For my second major project, the midterm, I took apart a fax machine. The theme being dead tech I was very lucky to find a device which is set to go the way of the dodo soon. Email and other electronic communication standards were the death of the fax machine. While taking it apart I found a section of rollers that also heated up. They were the heaviest set of rollers in the machine and self-inclosed too with their own gear assembly. I came up with the idea of connecting a motor to these gears and using them as a heated flower press. I ran into problems making it work though as none of the motors had enough torque to turn the gears. I started taking apart other machines looking for gear assemblies I could cannibalize for my setup. I eventually found some that had a decent ratio and a nice beefy motor attached to them already. I came from an old VCR and the only thing I would have to modify was the axle coming off the gears, which was too long.  The only problem I still had, was that I had to press down hard on the axle to make the gears mesh. If I pushed too lightly the teeth skipped and the motor spun uselessly.
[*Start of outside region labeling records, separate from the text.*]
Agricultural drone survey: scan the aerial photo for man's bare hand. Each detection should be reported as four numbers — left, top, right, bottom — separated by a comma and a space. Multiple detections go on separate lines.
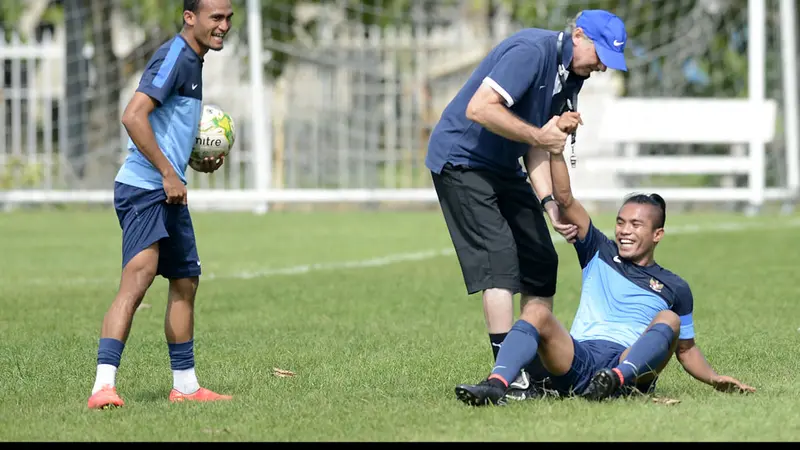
189, 155, 225, 173
711, 375, 756, 394
556, 112, 583, 134
163, 172, 187, 205
544, 202, 578, 244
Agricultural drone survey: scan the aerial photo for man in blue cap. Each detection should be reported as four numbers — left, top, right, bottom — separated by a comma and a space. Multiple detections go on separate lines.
425, 10, 627, 398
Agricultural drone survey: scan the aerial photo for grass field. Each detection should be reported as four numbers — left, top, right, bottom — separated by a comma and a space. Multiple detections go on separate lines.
0, 211, 800, 441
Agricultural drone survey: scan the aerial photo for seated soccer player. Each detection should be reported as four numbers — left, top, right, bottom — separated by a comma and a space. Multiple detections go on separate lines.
455, 113, 755, 406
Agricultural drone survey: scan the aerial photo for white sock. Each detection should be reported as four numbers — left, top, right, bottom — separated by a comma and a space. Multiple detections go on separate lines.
172, 367, 200, 395
92, 364, 117, 394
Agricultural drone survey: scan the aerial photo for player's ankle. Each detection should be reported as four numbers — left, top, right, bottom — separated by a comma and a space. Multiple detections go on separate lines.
611, 367, 625, 386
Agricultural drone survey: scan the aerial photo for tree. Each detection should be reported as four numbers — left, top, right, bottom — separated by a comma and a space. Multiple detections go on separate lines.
504, 0, 747, 97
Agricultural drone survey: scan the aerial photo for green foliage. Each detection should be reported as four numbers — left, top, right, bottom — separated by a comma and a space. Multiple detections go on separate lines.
0, 156, 44, 190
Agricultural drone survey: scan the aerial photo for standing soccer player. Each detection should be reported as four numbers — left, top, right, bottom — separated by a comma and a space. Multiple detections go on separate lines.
425, 10, 627, 389
88, 0, 238, 409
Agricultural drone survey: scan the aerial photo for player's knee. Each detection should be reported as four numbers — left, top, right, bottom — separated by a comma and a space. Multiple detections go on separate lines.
520, 301, 553, 332
653, 311, 681, 334
120, 260, 158, 297
169, 277, 200, 302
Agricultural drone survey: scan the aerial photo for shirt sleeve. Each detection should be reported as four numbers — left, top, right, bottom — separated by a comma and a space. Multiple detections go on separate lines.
573, 221, 613, 269
483, 43, 544, 108
672, 283, 694, 339
136, 46, 181, 104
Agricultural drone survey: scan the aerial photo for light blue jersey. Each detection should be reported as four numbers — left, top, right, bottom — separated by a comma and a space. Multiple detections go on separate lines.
115, 35, 203, 189
570, 224, 694, 347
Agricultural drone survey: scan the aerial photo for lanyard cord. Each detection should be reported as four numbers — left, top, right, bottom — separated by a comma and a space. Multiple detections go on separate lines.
556, 30, 578, 169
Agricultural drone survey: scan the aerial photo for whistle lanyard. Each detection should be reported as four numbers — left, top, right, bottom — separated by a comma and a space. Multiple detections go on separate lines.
556, 31, 578, 169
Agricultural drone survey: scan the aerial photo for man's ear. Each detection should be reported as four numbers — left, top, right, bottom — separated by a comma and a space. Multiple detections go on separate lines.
572, 27, 586, 45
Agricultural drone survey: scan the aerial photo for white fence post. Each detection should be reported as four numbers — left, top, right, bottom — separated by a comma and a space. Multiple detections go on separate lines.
780, 0, 800, 207
247, 0, 272, 214
747, 0, 767, 214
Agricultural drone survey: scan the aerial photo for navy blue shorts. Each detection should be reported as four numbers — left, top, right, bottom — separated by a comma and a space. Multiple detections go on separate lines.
551, 338, 626, 395
114, 183, 200, 278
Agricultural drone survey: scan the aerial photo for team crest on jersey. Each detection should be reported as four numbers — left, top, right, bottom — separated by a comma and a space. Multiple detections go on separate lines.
650, 278, 664, 292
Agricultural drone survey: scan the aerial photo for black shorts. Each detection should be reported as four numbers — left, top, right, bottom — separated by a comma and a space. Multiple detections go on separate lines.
432, 164, 558, 297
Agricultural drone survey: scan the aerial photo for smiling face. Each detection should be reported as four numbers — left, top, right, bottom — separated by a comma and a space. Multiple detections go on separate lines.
614, 202, 664, 266
183, 0, 233, 55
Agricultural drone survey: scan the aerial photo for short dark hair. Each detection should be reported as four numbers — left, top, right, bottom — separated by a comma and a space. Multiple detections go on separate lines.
183, 0, 202, 12
622, 194, 667, 228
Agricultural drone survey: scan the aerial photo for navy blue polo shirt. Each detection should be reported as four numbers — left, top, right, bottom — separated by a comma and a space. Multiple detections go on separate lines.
425, 28, 584, 176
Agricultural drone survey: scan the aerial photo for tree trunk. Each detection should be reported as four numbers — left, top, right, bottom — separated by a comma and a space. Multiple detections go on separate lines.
84, 0, 124, 188
60, 0, 89, 179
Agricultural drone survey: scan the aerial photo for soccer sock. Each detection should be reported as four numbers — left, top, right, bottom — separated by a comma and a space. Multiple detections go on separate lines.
92, 338, 125, 394
167, 339, 200, 394
489, 319, 539, 387
614, 323, 675, 384
489, 333, 508, 361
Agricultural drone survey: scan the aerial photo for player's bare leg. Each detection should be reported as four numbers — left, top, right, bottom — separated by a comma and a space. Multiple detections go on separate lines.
456, 302, 575, 406
164, 277, 231, 402
583, 311, 681, 400
88, 243, 158, 409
If I pushed too hard the motors would growl and the axle wouldn’t turn because I was creating to much friction on it with my hand.

 

For my final project I had to work with the idea of “Lost and Found” tech; technology that was almost forgotten.  I knew I wanted to work with shorthand because I take physical notes and I’d always been curious about it. ,My first idea was to do a “John Henry Challenge.” Much like John Henry versus the steam engine, it would be me versus the machine! I would learn short hand and challenge people to take notes on a keyboard faster than myself and we would both be racing against speech-recognition software.In the end though, even though I found a shorthand system called “Handywrite” that was easy to learn and had very few letters, I realized that I wouldn’t be able to learn it in just a month. After thinking about it for a while I came up with the idea of making a keyboard for the Handywrite alphabet. While that might not make much sense at first – after all I did want to encourage hand written notes – I came up with the idea to use it like an adult Speak-and-Spell. The shorthand alphabet I was using is a phonetic English alphabet so it has more characters than the regular alphabet. I created the layout in Illustrator and using multiple layers began to lay out the circuits for the keys. To prevent the traces of the circuitry from overlapping too much I decided to put each row’s circuit on a different layer of paper. There would be holes in each layer where the keys at the top layer would push through to make the contact and allow current to flow from the positive part of the circuit (on the top layer connected to each key) through to the pin combination specific to that key. I wrote code in Arduino that would notice when the digital pins connected to the keyboard had input. It would then compare the combination of pins that were receiving current to a series of arrays that stored the combination for each letter.